お山の絵本通信vol.201

──なつかしい絵本と先生のこえ──

『ぼくの! わたしの! いや、おれの!』

アヌスカ・アレプス/文・絵、ふしみみさを/訳、BL出版2021年

 今回紹介させていただくのは、あるジャングルの奥に住む5頭のゾウが、力を合わせることの大切さを知る素敵なお話です。

ジャングルの奥に住んでいるのは、くだものが大好きな5頭のゾウ。マンゴー、ココナッツ、キウイフルーツ、バナナ、パイナップルと、それぞれに大好物のくだものがあります。
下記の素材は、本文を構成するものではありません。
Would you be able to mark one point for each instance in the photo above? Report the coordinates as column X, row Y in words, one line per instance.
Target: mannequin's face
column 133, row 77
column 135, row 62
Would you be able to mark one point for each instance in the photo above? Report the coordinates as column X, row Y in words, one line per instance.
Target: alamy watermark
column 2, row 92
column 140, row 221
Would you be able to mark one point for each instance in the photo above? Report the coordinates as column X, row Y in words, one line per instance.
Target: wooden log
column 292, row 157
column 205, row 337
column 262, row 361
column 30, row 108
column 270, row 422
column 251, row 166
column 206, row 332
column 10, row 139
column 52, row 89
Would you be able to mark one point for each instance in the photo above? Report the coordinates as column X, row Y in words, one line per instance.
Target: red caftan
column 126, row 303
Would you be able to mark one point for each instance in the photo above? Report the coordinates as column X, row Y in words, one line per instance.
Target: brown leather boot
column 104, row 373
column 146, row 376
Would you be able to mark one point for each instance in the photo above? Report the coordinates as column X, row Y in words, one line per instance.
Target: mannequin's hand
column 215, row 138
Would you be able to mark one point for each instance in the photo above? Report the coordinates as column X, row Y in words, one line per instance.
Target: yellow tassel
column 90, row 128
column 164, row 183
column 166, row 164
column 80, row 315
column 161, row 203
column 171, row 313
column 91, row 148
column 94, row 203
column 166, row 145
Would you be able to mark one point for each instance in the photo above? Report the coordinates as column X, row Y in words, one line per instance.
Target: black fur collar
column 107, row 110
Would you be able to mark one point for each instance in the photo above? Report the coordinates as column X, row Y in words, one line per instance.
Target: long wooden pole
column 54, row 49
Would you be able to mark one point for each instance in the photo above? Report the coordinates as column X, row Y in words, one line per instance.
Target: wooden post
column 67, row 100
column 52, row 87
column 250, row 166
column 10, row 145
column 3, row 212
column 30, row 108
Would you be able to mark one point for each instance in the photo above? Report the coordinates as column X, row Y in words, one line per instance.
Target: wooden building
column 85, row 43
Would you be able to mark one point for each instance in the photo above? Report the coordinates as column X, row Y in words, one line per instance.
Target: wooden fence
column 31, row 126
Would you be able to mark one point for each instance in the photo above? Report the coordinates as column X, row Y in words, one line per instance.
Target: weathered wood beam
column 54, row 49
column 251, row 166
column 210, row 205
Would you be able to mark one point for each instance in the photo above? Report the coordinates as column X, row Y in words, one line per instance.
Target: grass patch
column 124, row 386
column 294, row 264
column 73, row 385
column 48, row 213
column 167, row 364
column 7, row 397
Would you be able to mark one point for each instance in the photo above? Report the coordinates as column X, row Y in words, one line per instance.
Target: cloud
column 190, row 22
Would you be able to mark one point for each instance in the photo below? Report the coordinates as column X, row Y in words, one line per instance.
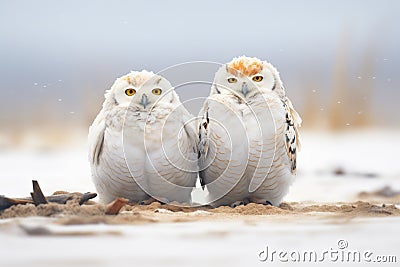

ある日、ゾウたちは珍しい木を見つけます。その木の高い枝には、たまらなく美味しそうなくだものがなっているではありませんか。ゾウたちは「僕が食べる!」「私が食べる!」と、それぞれ持ち前の力を活かして美味しそうなくだものを我が先に収穫しようとします。しかし、自慢の鼻で力いっぱい吹いてみても、飛びながらとろうとしても、木に一生懸命よじ登っても、全速力で木に突進しても、美味しそうなくだものは全くとれる気配がありません。我慢できないゾウたちが「ぼくの!」「あたしの!」と押し合いへし合いしていると、目の前を小さな5匹のネズミがあのくだものを運んでいきます。「すごいでしょ、みんなでとったんだよ!」と言うネズミの言葉を聞いて、「……みんなで?」と顔を見合わせるゾウたち。みんなでとればいいことに気付くことが出来ました。その後は、それぞれの力を合わせて、無事にくだものをとることが出来、ほっぺが落ちそうなくらい美味しいくだものをお腹いっぱい食べることが出来ました。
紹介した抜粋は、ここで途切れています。